Consolidation moves continue in South America, with merger plans in Colombia plus two Venezuelan carriers set to join forces in the transatlantic market.

Colombia's two largest carriers, Avianca and Aces, have unveiled a bold plan to merge ownership under a holding company. It would own both of them, plus SAM, the regional subsidiary of Avianca. The holding company's proposed ownership remains unclear, but Juan Emilio Posada, chief executive of Aces, would head it, and officials from all three airlines would be directors.

In the plan, which still requires shareholder and government approval, the three carriers will keep their identities and current operations, but may rationalise routes and reallocate some aircraft. Only Avianca has flights to Europe and an extensive Latin American network. Aces flies primarily to the USA. They presently compete with each other and several other airlines on domestic routes.

This merger could face close scrutiny from Colombia's competition office, since it runs directly counter to Mexico's recent decision to split Cintra, a holding company that owns both Aeromexico and Mexicana. Avianca argues, however, that Colombia's carriers have been hard hit by a weak economy and peso devaluation. A merger is the only effective way for them to meet foreign competition.

As a first step toward that merger, Avianca has completed a restructuring of $150 million in foreign debt, chiefly with aircraft lessor, GECAS, and has gained a commitment from its major shareholder, the Santo Domingo group, for a recapitalisation of nearly $200 million. Both were prerequisites under its agreement with Aces.
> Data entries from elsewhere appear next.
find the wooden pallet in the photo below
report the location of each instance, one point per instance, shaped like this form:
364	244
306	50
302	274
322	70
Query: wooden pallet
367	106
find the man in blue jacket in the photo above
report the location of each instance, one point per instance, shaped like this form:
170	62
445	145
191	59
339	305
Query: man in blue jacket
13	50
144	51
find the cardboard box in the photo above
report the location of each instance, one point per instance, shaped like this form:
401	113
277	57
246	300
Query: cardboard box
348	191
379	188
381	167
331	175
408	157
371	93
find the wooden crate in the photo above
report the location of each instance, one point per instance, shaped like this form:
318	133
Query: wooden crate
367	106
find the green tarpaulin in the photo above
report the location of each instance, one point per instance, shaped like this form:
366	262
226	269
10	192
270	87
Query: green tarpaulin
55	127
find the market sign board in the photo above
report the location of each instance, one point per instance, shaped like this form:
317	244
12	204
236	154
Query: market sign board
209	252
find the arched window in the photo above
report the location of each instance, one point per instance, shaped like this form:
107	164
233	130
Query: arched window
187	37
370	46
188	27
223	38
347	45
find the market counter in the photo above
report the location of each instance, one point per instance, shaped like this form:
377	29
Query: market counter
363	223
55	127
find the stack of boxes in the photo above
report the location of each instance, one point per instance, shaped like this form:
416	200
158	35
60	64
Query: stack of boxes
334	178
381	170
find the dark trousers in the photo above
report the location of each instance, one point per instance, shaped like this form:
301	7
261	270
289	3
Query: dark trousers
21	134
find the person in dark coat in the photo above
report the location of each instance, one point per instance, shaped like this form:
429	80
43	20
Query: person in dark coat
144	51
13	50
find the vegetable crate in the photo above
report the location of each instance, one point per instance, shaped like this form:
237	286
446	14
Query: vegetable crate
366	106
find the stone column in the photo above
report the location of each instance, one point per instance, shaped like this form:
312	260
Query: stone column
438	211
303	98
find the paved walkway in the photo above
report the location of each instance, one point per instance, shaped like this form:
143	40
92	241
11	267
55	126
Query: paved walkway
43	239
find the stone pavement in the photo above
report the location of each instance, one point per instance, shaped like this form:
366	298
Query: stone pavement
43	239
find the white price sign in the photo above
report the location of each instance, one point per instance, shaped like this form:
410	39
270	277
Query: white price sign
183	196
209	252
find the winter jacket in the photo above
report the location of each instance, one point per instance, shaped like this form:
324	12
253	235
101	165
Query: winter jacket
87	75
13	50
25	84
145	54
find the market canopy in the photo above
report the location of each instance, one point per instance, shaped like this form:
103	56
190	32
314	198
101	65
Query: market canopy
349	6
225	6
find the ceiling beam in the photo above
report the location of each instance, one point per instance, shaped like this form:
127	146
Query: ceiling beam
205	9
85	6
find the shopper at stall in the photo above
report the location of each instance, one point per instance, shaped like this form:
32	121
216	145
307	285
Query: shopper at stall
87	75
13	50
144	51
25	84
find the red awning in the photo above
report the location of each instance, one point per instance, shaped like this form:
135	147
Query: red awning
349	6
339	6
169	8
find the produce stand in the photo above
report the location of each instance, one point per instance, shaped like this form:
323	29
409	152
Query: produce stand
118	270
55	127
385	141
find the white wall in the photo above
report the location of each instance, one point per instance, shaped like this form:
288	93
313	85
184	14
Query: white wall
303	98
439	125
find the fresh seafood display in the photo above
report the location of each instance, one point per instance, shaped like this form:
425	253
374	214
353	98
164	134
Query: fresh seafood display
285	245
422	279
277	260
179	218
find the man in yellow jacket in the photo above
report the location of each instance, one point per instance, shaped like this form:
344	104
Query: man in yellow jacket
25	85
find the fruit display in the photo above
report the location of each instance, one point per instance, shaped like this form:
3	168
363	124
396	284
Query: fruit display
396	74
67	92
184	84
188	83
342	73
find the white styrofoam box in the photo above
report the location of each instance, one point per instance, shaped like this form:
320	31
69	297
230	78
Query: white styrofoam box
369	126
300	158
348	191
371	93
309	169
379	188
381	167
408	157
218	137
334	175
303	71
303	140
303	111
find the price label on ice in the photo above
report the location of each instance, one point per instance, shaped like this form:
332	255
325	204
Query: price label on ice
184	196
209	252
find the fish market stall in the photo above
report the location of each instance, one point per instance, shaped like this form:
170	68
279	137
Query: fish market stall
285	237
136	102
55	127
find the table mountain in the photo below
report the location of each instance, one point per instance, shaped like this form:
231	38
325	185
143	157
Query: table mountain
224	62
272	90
Across the border in Venezuela, Avensa has unveiled commercial links with rival Aeropostal that could lead to closer co-operation. Instead of operating its own flights to Europe, Aeropostal will codeshare with Avensa and feed traffic to the latter's transatlantic flights. Without this accord, Avensa faced the prospect of head-to-head competition from Aeropostal, which Caracas has designated as Venezuela's second carrier to Spain and Italy. The accord will also feature an aircraft maintenance pool.

Avensa was on the verge of a similar deal last year with Aserca, Venezuela's third major airline. Aserca and Avensa had agreed to a phased co-operation plan that eventually could lead to a merger, but Aserca was scared off by Avensa's worsening finances.

Last year Aeropostal also proposed what was essentially a takeover of Avensa, but Avensa rejected it despite its difficulties. Its new alliance with Aeropostal could lead to co-operation in other markets, but there is no talk of a merger.